In his eloquent sleeve notes, Gardiner argues that if you get it right, Ulisse is the most moving of the trilogy, and here he certainly gets it right. Swift-moving, but only when it needs to be, his expansive reading moves effortlessly from declaimed recitative to arioso to aria and back again, always taking its cue from speech rhythms (the essay on this is worth the cost of the disc alone). His English Baroque soloists – 33 in number – eschew cheap effect for a deep exoticism rooted in Monteverdi’s embrace of modernist dissonance and pungent orchestral effects. Both players and singers live on the edge, convincingly embracing improvisation to pepper the dramatic stew.
Furio Zanasi makes a most convincing Ulisse – not an easy sing as it ranges widely.

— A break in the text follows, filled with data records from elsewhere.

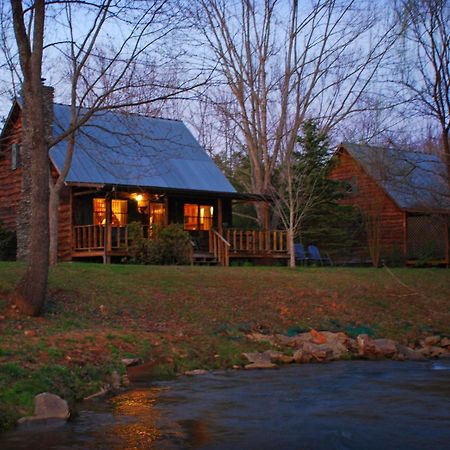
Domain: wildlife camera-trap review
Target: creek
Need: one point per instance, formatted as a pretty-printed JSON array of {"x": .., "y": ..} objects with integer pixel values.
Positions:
[{"x": 340, "y": 405}]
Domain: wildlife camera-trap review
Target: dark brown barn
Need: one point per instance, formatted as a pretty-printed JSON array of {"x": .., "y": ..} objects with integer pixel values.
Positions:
[
  {"x": 405, "y": 197},
  {"x": 132, "y": 168}
]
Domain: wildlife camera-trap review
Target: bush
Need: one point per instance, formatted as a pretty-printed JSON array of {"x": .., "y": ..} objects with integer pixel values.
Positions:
[
  {"x": 8, "y": 244},
  {"x": 168, "y": 245}
]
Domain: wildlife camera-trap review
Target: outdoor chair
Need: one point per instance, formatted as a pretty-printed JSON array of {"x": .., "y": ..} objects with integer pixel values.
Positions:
[
  {"x": 315, "y": 256},
  {"x": 300, "y": 254}
]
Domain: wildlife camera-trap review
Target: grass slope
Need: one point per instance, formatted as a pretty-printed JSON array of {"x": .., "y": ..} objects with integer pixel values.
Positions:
[{"x": 182, "y": 318}]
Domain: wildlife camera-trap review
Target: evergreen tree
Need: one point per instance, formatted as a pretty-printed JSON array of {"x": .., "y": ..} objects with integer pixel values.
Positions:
[{"x": 333, "y": 227}]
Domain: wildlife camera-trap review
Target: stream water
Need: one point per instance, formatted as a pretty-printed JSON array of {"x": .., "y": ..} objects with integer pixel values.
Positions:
[{"x": 342, "y": 405}]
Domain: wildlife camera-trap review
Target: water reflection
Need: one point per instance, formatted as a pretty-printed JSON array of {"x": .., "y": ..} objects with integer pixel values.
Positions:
[
  {"x": 345, "y": 405},
  {"x": 142, "y": 430}
]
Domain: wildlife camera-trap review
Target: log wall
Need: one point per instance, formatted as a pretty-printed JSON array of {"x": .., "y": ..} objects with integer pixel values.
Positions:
[
  {"x": 371, "y": 199},
  {"x": 10, "y": 180},
  {"x": 10, "y": 192}
]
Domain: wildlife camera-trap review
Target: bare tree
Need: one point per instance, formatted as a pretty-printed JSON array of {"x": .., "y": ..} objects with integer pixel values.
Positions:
[
  {"x": 426, "y": 65},
  {"x": 32, "y": 288},
  {"x": 101, "y": 77},
  {"x": 117, "y": 77},
  {"x": 283, "y": 62}
]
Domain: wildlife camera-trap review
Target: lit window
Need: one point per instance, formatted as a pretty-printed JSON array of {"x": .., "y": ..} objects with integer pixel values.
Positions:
[
  {"x": 198, "y": 217},
  {"x": 157, "y": 213},
  {"x": 119, "y": 212},
  {"x": 15, "y": 156}
]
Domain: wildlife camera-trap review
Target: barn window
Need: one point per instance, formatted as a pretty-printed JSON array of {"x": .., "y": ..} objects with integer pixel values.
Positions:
[
  {"x": 15, "y": 156},
  {"x": 350, "y": 186},
  {"x": 198, "y": 217},
  {"x": 119, "y": 209}
]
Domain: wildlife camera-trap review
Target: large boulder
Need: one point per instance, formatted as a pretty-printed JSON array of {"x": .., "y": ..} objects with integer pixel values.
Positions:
[
  {"x": 259, "y": 361},
  {"x": 313, "y": 352},
  {"x": 409, "y": 353},
  {"x": 369, "y": 348},
  {"x": 48, "y": 407}
]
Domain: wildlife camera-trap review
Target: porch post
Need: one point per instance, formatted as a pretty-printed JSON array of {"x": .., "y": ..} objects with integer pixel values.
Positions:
[
  {"x": 166, "y": 211},
  {"x": 447, "y": 240},
  {"x": 266, "y": 209},
  {"x": 108, "y": 231},
  {"x": 219, "y": 216}
]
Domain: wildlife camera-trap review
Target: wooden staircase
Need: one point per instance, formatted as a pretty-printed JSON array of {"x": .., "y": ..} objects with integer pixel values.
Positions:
[{"x": 204, "y": 259}]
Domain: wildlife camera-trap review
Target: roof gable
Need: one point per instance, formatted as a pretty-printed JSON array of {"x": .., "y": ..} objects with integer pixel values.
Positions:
[
  {"x": 130, "y": 149},
  {"x": 414, "y": 181}
]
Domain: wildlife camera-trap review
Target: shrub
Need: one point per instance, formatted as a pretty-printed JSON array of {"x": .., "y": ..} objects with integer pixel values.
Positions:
[
  {"x": 8, "y": 244},
  {"x": 167, "y": 245}
]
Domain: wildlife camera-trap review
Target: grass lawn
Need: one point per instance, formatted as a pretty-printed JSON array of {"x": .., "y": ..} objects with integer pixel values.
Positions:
[{"x": 194, "y": 317}]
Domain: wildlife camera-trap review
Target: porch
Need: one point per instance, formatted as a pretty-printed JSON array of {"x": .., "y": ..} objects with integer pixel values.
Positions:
[{"x": 232, "y": 244}]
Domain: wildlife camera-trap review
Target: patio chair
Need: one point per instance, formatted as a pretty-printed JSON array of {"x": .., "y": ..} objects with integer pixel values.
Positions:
[
  {"x": 315, "y": 256},
  {"x": 300, "y": 254}
]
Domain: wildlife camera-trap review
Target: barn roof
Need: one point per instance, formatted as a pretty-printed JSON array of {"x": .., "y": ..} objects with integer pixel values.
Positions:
[
  {"x": 134, "y": 150},
  {"x": 415, "y": 181}
]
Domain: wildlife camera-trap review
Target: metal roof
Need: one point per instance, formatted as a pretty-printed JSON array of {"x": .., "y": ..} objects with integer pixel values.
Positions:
[
  {"x": 415, "y": 181},
  {"x": 132, "y": 150}
]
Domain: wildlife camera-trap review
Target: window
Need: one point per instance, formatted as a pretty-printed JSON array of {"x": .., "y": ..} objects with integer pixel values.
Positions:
[
  {"x": 350, "y": 186},
  {"x": 119, "y": 212},
  {"x": 198, "y": 217},
  {"x": 157, "y": 213},
  {"x": 15, "y": 156}
]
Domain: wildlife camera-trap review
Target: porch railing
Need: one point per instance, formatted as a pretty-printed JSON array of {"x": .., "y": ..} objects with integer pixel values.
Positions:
[
  {"x": 234, "y": 242},
  {"x": 95, "y": 237},
  {"x": 256, "y": 242},
  {"x": 219, "y": 247}
]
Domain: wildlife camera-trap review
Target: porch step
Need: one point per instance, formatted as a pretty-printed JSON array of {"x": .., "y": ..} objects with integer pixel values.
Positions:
[{"x": 204, "y": 259}]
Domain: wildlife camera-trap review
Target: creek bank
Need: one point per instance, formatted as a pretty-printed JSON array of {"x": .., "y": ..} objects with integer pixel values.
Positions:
[
  {"x": 325, "y": 346},
  {"x": 315, "y": 346},
  {"x": 309, "y": 347}
]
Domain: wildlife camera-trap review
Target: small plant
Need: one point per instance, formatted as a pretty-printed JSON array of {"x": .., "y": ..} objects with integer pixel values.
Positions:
[{"x": 168, "y": 245}]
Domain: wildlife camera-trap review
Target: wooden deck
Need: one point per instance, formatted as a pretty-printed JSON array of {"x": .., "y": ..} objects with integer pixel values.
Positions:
[{"x": 98, "y": 241}]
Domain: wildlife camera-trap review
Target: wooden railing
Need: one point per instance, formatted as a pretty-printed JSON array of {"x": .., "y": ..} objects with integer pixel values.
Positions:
[
  {"x": 257, "y": 242},
  {"x": 94, "y": 237},
  {"x": 219, "y": 247}
]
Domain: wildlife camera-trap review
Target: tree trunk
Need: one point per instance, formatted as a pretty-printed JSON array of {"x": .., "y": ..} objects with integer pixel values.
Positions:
[{"x": 31, "y": 290}]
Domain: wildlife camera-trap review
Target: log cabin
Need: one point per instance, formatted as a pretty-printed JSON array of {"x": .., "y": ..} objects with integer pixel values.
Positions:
[
  {"x": 133, "y": 168},
  {"x": 405, "y": 197}
]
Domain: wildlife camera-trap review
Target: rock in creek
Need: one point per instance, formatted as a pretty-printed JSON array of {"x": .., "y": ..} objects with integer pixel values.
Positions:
[
  {"x": 409, "y": 353},
  {"x": 47, "y": 407},
  {"x": 259, "y": 361}
]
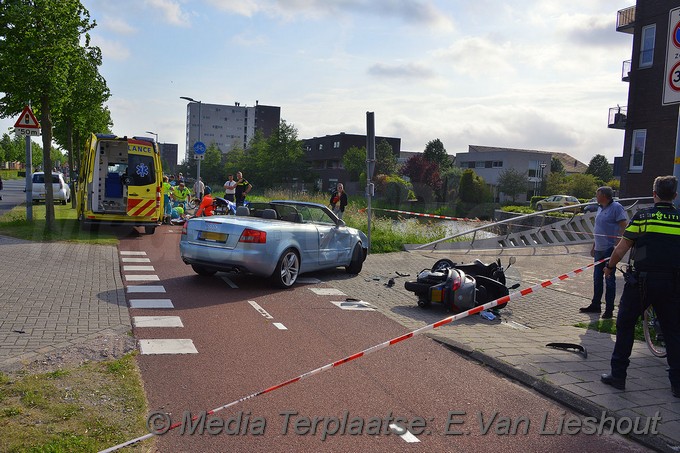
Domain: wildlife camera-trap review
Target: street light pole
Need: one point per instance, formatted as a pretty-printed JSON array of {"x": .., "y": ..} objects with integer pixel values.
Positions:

His Penelope is Lucile Richardot, an intense singing actor if not always the sweetest toned. Appealing contributions come from Hana Blažíková as a perky Minerva, a sonorous Gianluca Buratto as Time, Neptune and the duplicitous suitor Antinoo, Robert Burt as the slimy Iro and a sweet-toned Anna Dennis as the flighty maid Melanto. First class recorded sound offers the frisson of live performance without any clumping about. Recommended.